Belo Horizonte debate Metas do Milênio
As nove regiões administrativas que compõem a capital mineira receberam, no último mês de abril, oficinas de divulgação da cartilha popular "Belo Horizonte e os Objetivos do Milênio", que fazem uma análise do andamento das Metas do Milênio na cidade (que são metas estipuladas pela ONU, para serem cumpridas até 2015). O público das oficinas são os representantes das Comissões Municipais de Fiscalização das Obras do Orçamento Participativo (Comforças).

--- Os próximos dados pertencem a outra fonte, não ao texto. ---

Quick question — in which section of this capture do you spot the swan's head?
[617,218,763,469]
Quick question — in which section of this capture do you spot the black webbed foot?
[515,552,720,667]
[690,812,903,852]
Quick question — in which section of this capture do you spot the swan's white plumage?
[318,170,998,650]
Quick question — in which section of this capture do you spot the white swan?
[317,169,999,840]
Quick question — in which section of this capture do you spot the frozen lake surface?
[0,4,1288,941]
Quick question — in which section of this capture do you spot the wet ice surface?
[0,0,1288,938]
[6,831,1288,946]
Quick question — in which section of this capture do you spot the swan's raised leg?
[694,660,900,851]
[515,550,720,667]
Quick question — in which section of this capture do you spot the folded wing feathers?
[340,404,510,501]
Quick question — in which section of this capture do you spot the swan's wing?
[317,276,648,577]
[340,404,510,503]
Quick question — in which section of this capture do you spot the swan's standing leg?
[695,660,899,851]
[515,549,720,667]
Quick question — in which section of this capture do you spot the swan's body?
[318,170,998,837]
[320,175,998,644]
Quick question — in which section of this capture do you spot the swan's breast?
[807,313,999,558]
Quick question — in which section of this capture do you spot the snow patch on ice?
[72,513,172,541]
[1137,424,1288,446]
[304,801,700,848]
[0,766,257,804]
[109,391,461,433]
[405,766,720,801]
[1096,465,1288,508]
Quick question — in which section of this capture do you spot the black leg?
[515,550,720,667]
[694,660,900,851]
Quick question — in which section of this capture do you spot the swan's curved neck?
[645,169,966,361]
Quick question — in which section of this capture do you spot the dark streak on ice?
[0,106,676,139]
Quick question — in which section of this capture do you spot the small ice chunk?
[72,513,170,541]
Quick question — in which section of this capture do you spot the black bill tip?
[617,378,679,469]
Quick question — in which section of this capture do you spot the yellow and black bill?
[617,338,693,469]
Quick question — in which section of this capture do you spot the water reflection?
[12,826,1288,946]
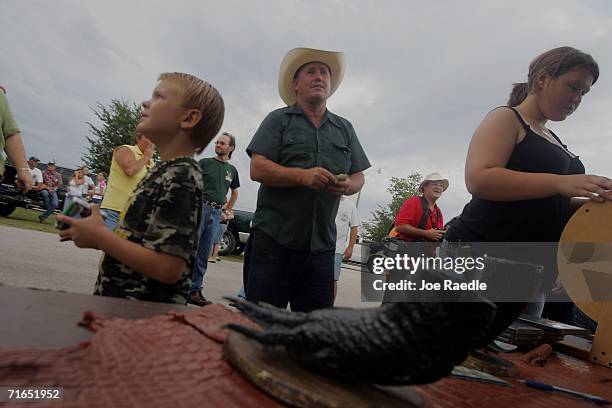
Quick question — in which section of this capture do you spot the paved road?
[0,226,374,307]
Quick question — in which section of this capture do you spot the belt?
[204,200,223,209]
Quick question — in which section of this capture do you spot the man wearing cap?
[244,48,370,312]
[394,173,448,241]
[22,156,45,191]
[38,160,62,222]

As oficinas objetivam disseminar o Pacto dos 8 Objetivos de Desenvolvimento do Milênio (ODM) junto às nove Comforças, bem como fortalecer a relação entre o Orçamento Participativo (OP), programa que permite à população debater e definir a destinação de parte dos recursos públicos, e o Observatório do Milênio, que é uma rede de produção de conhecimentos coordenada pela Prefeitura de Belo Horizonte, composta pelas instituições: Universidade Federal de Minas Gerais, Pontifícia Católica Universitária, Centro Universitário UNI, Centro Universitário UNA, FUMEC, Fundação João Pinheiro.
As duas primeiras regionais a receberem as oficinas foram a Regional Oeste e a Regional Nordeste. A previsão é que, até o final de junho, todos os representantes das Comforças tenham sido capacitados.
Pacto do Milênio
As oficinas começam com a discussão sobre o que é Pacto do Milênio e, logo em seguida, passam para a apresentação dos indicadores da capital mineira. Feito isso, em grupo, os participantes produzem conhecimentos acerca dos ODM, respondendo a três questões: "Como você percebe a realidade de sua comunidade de acordo com cada objetivo?"; "Como a população, os movimentos organizados e as ONGs se comportam no alcance pelos ODM?" e "Qual a relação entre os ODM e o orçamento participativo?".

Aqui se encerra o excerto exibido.